Haven't visited and meoowed. :sigh


----------



## Clivy

I ate the chicken.


----------



## Canadian Brotha

I'll try again next month, maybe you'll have changed your mind


----------



## Canadian Brotha

Perhaps it's a subtle flirt now and again, perhaps not, you're some kind of beauty though


----------



## Invisiblehandicap

I love you but what you are asking of me is impossible to achieve

infact aliens will be discovered before it happens


----------



## Crisigv

You're wonderful


----------



## ShadowOne

see your single again...but i think you'd contact me if you were actually interested


----------



## MondKrabbe

Realistically?









But to a past crush I had, I would say....

"I think you're beautiful and really enjoy your company. Would you care to go out with me sometime?"


----------



## Mondo_Fernando

That you visited me today, meoowed and wanted a pat, play hide and go seek.


----------



## tea111red

:mushy


----------



## TheFighterStillRemains

remind me wut dat mouf do when you see me next


----------



## Kevin001

Wrongwolfe said:


> remind me wut dat mouf do when you see me next


----------



## Invisiblehandicap

I hope it goes or went well


----------



## ShadowOne

i think i'll text tomorrow...one last ditch effort and see what happens. plan B is an option...and plan C is to remain alone till forever lol


----------



## simplewrite

Say something to me. I've been doing everything I can. I thought we would have moved past me feeling underappreciated. At this point, your mom interacts more with me than you do. 

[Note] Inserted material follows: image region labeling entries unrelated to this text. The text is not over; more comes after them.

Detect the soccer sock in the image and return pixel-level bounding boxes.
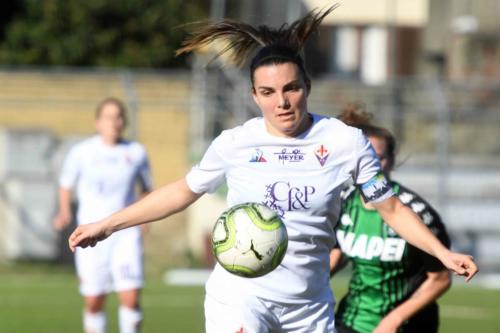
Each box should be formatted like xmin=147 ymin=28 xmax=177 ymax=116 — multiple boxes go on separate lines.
xmin=118 ymin=305 xmax=142 ymax=333
xmin=83 ymin=311 xmax=106 ymax=333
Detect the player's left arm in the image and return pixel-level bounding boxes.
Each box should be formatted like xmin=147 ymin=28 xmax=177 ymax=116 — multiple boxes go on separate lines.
xmin=373 ymin=270 xmax=451 ymax=333
xmin=374 ymin=196 xmax=478 ymax=281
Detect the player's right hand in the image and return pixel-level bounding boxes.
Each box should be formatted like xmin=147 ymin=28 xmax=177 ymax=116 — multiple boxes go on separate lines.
xmin=68 ymin=222 xmax=111 ymax=252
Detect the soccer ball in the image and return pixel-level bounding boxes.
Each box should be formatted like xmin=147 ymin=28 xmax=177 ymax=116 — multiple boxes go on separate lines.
xmin=212 ymin=203 xmax=288 ymax=278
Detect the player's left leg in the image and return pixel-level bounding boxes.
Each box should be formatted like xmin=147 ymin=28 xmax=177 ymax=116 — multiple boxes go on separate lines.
xmin=280 ymin=301 xmax=336 ymax=333
xmin=111 ymin=228 xmax=144 ymax=333
xmin=118 ymin=289 xmax=142 ymax=333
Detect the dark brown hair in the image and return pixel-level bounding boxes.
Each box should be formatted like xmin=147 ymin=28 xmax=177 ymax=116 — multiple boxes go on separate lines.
xmin=338 ymin=102 xmax=397 ymax=170
xmin=176 ymin=4 xmax=338 ymax=87
xmin=95 ymin=97 xmax=127 ymax=124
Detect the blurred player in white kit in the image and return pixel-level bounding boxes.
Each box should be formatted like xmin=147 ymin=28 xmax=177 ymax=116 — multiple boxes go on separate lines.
xmin=54 ymin=98 xmax=152 ymax=333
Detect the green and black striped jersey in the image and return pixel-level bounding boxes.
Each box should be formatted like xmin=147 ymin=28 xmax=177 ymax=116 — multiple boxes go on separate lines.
xmin=336 ymin=182 xmax=450 ymax=333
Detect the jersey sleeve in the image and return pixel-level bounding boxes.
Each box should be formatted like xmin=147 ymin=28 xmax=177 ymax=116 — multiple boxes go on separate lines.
xmin=59 ymin=147 xmax=81 ymax=189
xmin=137 ymin=150 xmax=153 ymax=192
xmin=398 ymin=186 xmax=451 ymax=272
xmin=186 ymin=139 xmax=226 ymax=193
xmin=354 ymin=131 xmax=394 ymax=203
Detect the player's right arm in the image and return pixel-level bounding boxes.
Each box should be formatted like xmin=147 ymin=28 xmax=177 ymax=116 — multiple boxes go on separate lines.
xmin=68 ymin=178 xmax=203 ymax=251
xmin=53 ymin=187 xmax=72 ymax=230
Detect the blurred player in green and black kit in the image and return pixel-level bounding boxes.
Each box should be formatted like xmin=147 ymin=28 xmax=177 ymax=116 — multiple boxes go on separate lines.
xmin=330 ymin=105 xmax=451 ymax=333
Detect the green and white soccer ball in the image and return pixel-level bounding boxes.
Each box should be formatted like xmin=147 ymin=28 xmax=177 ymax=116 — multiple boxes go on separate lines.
xmin=212 ymin=203 xmax=288 ymax=277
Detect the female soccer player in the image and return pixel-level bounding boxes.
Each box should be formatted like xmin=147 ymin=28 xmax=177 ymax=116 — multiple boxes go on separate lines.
xmin=69 ymin=7 xmax=477 ymax=333
xmin=54 ymin=98 xmax=151 ymax=333
xmin=330 ymin=105 xmax=451 ymax=333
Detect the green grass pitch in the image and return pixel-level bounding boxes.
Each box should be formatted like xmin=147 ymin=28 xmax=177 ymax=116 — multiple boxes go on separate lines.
xmin=0 ymin=264 xmax=500 ymax=333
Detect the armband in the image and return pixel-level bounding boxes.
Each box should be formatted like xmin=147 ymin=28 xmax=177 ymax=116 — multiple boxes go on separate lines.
xmin=360 ymin=172 xmax=394 ymax=203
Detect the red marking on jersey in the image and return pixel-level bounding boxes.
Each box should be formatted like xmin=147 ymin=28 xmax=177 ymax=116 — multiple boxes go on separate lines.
xmin=316 ymin=145 xmax=328 ymax=157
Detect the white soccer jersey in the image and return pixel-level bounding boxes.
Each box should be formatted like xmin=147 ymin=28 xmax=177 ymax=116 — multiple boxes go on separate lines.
xmin=186 ymin=115 xmax=392 ymax=303
xmin=59 ymin=136 xmax=152 ymax=224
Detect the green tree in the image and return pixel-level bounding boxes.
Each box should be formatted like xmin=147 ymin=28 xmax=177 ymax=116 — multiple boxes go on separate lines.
xmin=0 ymin=0 xmax=208 ymax=68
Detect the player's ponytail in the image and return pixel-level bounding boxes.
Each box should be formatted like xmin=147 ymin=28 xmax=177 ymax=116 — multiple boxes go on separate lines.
xmin=176 ymin=4 xmax=338 ymax=83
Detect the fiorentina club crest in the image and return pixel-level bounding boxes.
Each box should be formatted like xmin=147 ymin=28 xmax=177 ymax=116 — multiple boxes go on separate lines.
xmin=314 ymin=145 xmax=330 ymax=166
xmin=250 ymin=148 xmax=267 ymax=163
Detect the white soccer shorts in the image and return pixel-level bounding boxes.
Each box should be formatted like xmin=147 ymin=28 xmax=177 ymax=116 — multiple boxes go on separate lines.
xmin=205 ymin=295 xmax=335 ymax=333
xmin=75 ymin=227 xmax=144 ymax=296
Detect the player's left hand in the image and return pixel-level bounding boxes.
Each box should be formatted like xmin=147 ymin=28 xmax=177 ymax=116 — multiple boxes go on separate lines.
xmin=68 ymin=222 xmax=111 ymax=252
xmin=440 ymin=251 xmax=479 ymax=282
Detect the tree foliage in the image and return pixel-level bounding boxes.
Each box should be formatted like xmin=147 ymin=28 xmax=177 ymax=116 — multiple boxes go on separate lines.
xmin=0 ymin=0 xmax=208 ymax=68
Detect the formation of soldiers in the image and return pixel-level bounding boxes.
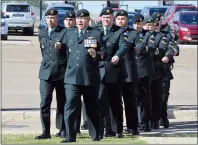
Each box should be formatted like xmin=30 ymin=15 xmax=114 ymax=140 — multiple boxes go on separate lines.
xmin=35 ymin=7 xmax=179 ymax=143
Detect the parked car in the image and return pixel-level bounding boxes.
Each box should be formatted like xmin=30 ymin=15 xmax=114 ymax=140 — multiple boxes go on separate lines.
xmin=2 ymin=2 xmax=35 ymax=35
xmin=165 ymin=4 xmax=198 ymax=25
xmin=141 ymin=6 xmax=169 ymax=17
xmin=172 ymin=11 xmax=198 ymax=43
xmin=46 ymin=3 xmax=76 ymax=13
xmin=128 ymin=12 xmax=137 ymax=28
xmin=38 ymin=11 xmax=66 ymax=30
xmin=1 ymin=11 xmax=9 ymax=40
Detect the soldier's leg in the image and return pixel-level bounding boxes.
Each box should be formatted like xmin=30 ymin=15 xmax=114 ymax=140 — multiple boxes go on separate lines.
xmin=63 ymin=84 xmax=82 ymax=142
xmin=151 ymin=79 xmax=163 ymax=129
xmin=76 ymin=101 xmax=84 ymax=133
xmin=98 ymin=83 xmax=107 ymax=136
xmin=81 ymin=101 xmax=88 ymax=130
xmin=107 ymin=83 xmax=123 ymax=137
xmin=40 ymin=80 xmax=54 ymax=134
xmin=161 ymin=80 xmax=170 ymax=128
xmin=83 ymin=86 xmax=100 ymax=141
xmin=55 ymin=80 xmax=66 ymax=137
xmin=139 ymin=77 xmax=152 ymax=131
xmin=122 ymin=83 xmax=138 ymax=129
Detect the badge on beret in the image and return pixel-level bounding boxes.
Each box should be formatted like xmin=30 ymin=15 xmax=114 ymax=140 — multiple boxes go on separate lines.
xmin=106 ymin=9 xmax=110 ymax=14
xmin=50 ymin=10 xmax=54 ymax=15
xmin=80 ymin=13 xmax=84 ymax=16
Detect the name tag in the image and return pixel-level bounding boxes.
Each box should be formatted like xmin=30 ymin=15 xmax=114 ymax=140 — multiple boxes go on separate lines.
xmin=84 ymin=39 xmax=97 ymax=48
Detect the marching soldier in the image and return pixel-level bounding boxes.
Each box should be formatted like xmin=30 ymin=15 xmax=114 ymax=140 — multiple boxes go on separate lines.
xmin=151 ymin=13 xmax=174 ymax=129
xmin=131 ymin=14 xmax=154 ymax=131
xmin=61 ymin=9 xmax=105 ymax=143
xmin=35 ymin=8 xmax=67 ymax=139
xmin=99 ymin=7 xmax=127 ymax=138
xmin=157 ymin=12 xmax=179 ymax=128
xmin=115 ymin=10 xmax=139 ymax=135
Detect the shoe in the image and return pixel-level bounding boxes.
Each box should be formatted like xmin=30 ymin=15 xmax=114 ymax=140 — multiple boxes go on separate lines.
xmin=60 ymin=138 xmax=76 ymax=143
xmin=105 ymin=131 xmax=116 ymax=137
xmin=152 ymin=121 xmax=160 ymax=129
xmin=92 ymin=137 xmax=100 ymax=141
xmin=35 ymin=133 xmax=51 ymax=139
xmin=81 ymin=121 xmax=88 ymax=130
xmin=124 ymin=128 xmax=132 ymax=134
xmin=55 ymin=131 xmax=66 ymax=138
xmin=132 ymin=128 xmax=140 ymax=135
xmin=116 ymin=133 xmax=124 ymax=138
xmin=143 ymin=121 xmax=151 ymax=132
xmin=160 ymin=118 xmax=170 ymax=128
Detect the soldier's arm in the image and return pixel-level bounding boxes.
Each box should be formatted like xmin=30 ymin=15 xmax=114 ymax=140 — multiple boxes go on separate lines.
xmin=159 ymin=37 xmax=174 ymax=60
xmin=115 ymin=34 xmax=128 ymax=58
xmin=95 ymin=32 xmax=106 ymax=61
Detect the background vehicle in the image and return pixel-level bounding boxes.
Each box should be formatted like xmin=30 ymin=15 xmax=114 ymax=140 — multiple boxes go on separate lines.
xmin=165 ymin=4 xmax=198 ymax=25
xmin=2 ymin=2 xmax=35 ymax=35
xmin=141 ymin=6 xmax=169 ymax=17
xmin=1 ymin=11 xmax=9 ymax=40
xmin=172 ymin=11 xmax=198 ymax=43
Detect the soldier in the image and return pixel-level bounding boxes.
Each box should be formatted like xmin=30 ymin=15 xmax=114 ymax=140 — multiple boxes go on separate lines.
xmin=115 ymin=10 xmax=139 ymax=135
xmin=96 ymin=7 xmax=127 ymax=138
xmin=61 ymin=9 xmax=105 ymax=143
xmin=131 ymin=14 xmax=154 ymax=131
xmin=63 ymin=11 xmax=76 ymax=29
xmin=160 ymin=13 xmax=179 ymax=128
xmin=62 ymin=11 xmax=84 ymax=133
xmin=35 ymin=8 xmax=67 ymax=139
xmin=151 ymin=13 xmax=173 ymax=129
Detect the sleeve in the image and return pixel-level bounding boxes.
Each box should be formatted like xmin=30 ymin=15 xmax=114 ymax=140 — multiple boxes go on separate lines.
xmin=96 ymin=32 xmax=107 ymax=61
xmin=115 ymin=34 xmax=128 ymax=58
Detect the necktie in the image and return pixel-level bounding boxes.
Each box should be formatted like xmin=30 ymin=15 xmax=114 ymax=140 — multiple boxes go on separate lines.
xmin=78 ymin=31 xmax=83 ymax=38
xmin=104 ymin=28 xmax=108 ymax=35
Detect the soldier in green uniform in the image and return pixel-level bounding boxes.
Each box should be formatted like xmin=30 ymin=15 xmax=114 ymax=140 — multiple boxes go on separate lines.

The feeling will never go away, will it?


----------



## spotlessmind90

You look like my second cousin, please tell me you're not my second cousin!


----------



## TheFighterStillRemains

I can't write out this pain. I'm sorry we go in circles with it. I'm hurt, angry, frustrated, annoyed. I don't like what this is doing either.


----------



## simplewrite

simplewrite said:


> Say something to me. I've been doing everything I can. I thought we would have moved past me feeling underappreciated. At this point, your mom interacts more with me than you do.
> 
> The feeling will never go away, will it?


Well, ****. You keep proving me wrong. I should probably have a little more faith in you. I'm sorry... again.


----------



## acidicwithpanic

I hope to see you again this week.


----------



## Mondo_Fernando

Was doing some weeding. I noticed Miss Persian (cat) jumped in and helped me. What a cat. I couldn't believe what I was seeing. 

Also she followed me and kept me company. 

Now I'm. :crying:

Not sure why.


----------



## Sacrieur

moar pets pls


----------



## acidicwithpanic

I have no classes with you anymore which is lame af. Math courses aren't the same without your dumbass jokes and energy. :crying:


----------



## kspeeder

You don't deserve me. I don't deserve you. But I deserve what I want. And I accept you. Life is a ***** yea?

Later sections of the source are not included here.